Partindo dessa lógica, nada mais correto que a comunicação ter conselhos que garantam a participação da sociedade, o controle social e a gestão democrática para incidir nas políticas e nos serviços públicos, para o planejamento e o acompanhamento da execução destas políticas e serviços em favor da coletividade.

E de onde vem a ideia de que um conselho com participação equânime de representantes da sociedade, inclusive os empresários, pode se transformar em organismo de censura e de cerceamento da liberdade de expressão? Vem exatamente daqueles que usam da manipulação da informação para perpetuar seus privilégios e não abrem mão de continuar dominando o setor como verdadeiros senhores feudais, com a ajuda dos seus vassalos nas redações de suas empresas.

Acostumados a invariavelmente ditar as regras do jogo e a buscar impedir o avanço de qualquer discussão sobre regulamentação para o setor, usam da mesma ladainha distorcida de sempre para pregar que toda e qualquer regulamentação teria caráter de censura à imprensa e de cerceamento da livre expressão dos cidadãos.

Foi assim com o projeto que criava o Conselho Federal de Jornalismo, foi assim para garantir a derrubada da Lei de Imprensa sem que nada ficasse em seu lugar, foi assim com a regulamentação da profissão de jornalista, foi assim com a terceira versão do Programa Nacional de Direitos Humanos (PNDH-3), e assim será com toda e qualquer proposta que crie óbices aos seus interesses privados e comerciais ou que aponte para a democratização do setor de comunicação no Brasil.

Quem censura mesmo?

Interessante notar que o ponto de sustentação do debate, para essa turma, é o mesmo de sempre: a censura aos meios de comunicação. Não deixa de ser cômica tal suposição. Quem tem o poder de censurar e de filtrar toda e qualquer informação dentro de um meio de comunicação, e todo mundo sabe disso, é o seu próprio dono ou seus controladores, quando não, os grandes anunciantes. São estes que ditam as regras a serem seguidas, determinam a linha editorial de um jornal, impõem suas listas de personae non gratae que não podem sair nos seus veículos – se saírem, é quase sempre em posição negativa –, criam uma autocensura nas suas redações que, se quebrada, geralmente redunda em demissão do autor de tal rebeldia. Que o digam Paulo Henrique Amorim, Rodrigo Viana, Luís Nassif, Franklin Martins, Ana Rita Kehl, só para citar alguns rebeldes “famosos”.

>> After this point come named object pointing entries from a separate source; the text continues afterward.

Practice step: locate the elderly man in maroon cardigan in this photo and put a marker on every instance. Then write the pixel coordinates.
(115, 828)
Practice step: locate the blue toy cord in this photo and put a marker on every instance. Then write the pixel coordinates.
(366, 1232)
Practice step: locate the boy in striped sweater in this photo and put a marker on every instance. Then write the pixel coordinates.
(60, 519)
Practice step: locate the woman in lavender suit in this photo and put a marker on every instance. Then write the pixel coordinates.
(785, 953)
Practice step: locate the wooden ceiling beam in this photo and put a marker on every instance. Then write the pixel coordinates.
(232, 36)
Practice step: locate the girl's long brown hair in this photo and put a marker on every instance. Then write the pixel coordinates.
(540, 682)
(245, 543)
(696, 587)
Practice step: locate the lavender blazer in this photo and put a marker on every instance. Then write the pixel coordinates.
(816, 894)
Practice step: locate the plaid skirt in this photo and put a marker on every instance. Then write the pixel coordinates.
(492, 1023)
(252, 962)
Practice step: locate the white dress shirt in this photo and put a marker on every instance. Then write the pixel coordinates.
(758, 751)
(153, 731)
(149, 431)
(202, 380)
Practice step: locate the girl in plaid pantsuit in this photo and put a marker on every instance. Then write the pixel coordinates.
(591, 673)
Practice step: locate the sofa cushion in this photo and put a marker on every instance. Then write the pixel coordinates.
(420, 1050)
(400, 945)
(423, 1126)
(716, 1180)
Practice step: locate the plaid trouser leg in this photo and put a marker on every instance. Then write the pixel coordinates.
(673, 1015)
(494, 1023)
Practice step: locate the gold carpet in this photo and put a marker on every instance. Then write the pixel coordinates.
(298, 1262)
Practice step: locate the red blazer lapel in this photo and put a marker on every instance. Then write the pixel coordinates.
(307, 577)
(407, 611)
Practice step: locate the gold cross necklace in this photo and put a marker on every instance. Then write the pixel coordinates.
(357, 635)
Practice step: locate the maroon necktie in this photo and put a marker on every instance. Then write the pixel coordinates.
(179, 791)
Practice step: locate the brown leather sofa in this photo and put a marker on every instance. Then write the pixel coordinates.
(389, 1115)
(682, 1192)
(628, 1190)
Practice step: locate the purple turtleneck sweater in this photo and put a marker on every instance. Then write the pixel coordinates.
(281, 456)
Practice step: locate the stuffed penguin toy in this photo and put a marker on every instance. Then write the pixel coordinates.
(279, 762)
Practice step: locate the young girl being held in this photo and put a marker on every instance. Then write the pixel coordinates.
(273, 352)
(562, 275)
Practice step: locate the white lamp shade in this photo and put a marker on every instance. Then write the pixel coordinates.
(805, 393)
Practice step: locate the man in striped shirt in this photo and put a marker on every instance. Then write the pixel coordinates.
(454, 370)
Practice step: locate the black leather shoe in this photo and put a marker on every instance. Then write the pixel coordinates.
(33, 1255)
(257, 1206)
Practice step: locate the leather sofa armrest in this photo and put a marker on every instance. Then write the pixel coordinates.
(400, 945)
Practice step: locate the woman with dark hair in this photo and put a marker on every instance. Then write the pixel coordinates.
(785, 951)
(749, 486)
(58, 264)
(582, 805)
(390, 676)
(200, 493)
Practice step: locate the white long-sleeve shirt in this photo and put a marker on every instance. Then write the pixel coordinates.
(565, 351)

É interessante observar também como são tratados nos meios de comunicação as pessoas e os movimentos sociais que questionam e criticam o establishment. Todas são demonizadas, criminalizadas, a exemplo do Movimento dos Trabalhadores Sem Terra, sempre pautado, por lutar pela democratização da terra, como organismo de bandidos, terroristas, vagabundos, invasores e afins; assim como os movimentos negros, LGBTs, de mulheres, de direitos humanos, ambientalistas e tantos outros. Que espaços têm estes segmentos nos meios de comunicação para falarem sobre si mesmos de forma aberta e transparente de acordo com as suas visões de mundo e percepções da realidade cotidiana? Poucos ou quase nenhum. Isto é democrático? Onde fica a liberdade de expressão para estes grupos?
 
Dois latifúndios, a mesma realidade

Uma leitura mais aprofundada da realidade brasileira revela facilmente que dois dos maiores problemas estruturais e sociais do país se entrelaçam e se sustentam: a concentração de terras e a concentração dos meios de comunicação.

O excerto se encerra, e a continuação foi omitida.